Nunca se sabe o que esperar de uma pessoa que gosta de ler e de estudar

Nunca se sabe o que esperar de uma pessoa que gosta de ler e de estudar

No bairro onde passei alguns anos de minha infância, estudar não era coisa a que se desse grande valor. Para a maioria das famílias, se o filho aprendesse o suficiente para conseguir emprego numa fábrica ou numa loja, já estava muito bom. Passar disso era ambicionar demais, já era estar querendo se meter a filho de doutor. Minha mãe, no entanto, era uma exceção, não sem motivo ela se chamava Conceição (no oficial); Ceção (para as coisas do dia a dia) e uma de suas ideias fixas era arrumar colégio para nós. De modo que eu e meus irmãos tínhamos grande dificuldade de escapar dos estudos. Apesar disso, eu comungava da crença geral entre a garotada local de que estudar contrariava a natureza humana. Não podia ser normal a gente ter que renunciar a jogar pelada ou apostar corrida pelas ruas para se enfurnar entre quatro paredes, contemplando a professora diante de um quadro negro, fazendo umas contas malucas que ninguém entendia.

 Mas havia nesse bairro certa mocinha que gostava de estudar. Aquilo rompia com a harmonia do universo. Lá ia ela carregando livros e cadernos e, ao contrário de nós outros, com a cara mais feliz do mundo. Sim, ela não apenas ia ao colégio, mas ia contente. Verdade que, sendo alguns anos mais velha do que nós, frequentava uma escola no Centro e ainda se dava ao luxo de ir e vir de bicicleta, enquanto nós marchávamos a pé para o grupo escolar da vizinhança. O mais assombroso era que havia quem garantisse que ela gostava também de ler, isto é, não se limitava aos que os professores mandavam, mas por conta própria enfiava os olhos e a cara em livros que ela mesma procurava.

 Diante de tamanha estranheza, também os adultos tinham a suspeita de que a moça era, como então se dizia, meio gira. Ou seja, meio pancada, meio abestada. Para falar francamente, meio maluca.
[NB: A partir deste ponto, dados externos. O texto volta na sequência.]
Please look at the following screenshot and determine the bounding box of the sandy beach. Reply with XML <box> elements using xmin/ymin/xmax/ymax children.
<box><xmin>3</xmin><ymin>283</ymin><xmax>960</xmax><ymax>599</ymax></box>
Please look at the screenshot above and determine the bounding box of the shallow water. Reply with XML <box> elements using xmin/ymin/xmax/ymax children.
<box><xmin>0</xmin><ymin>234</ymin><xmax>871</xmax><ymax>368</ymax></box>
A família, no entanto, tratava-a com naturalidade e até mesmo com orgulho. A mãe dela chegava a olhar a gente de cima, como se dissesse que a filha não era da nossa laia, muito pelo contrário, era alguém que gostava de estudar. Alguém que podia até vir a ser datilógrafa em algum escritório ou secretária em alguma fábrica, por que não?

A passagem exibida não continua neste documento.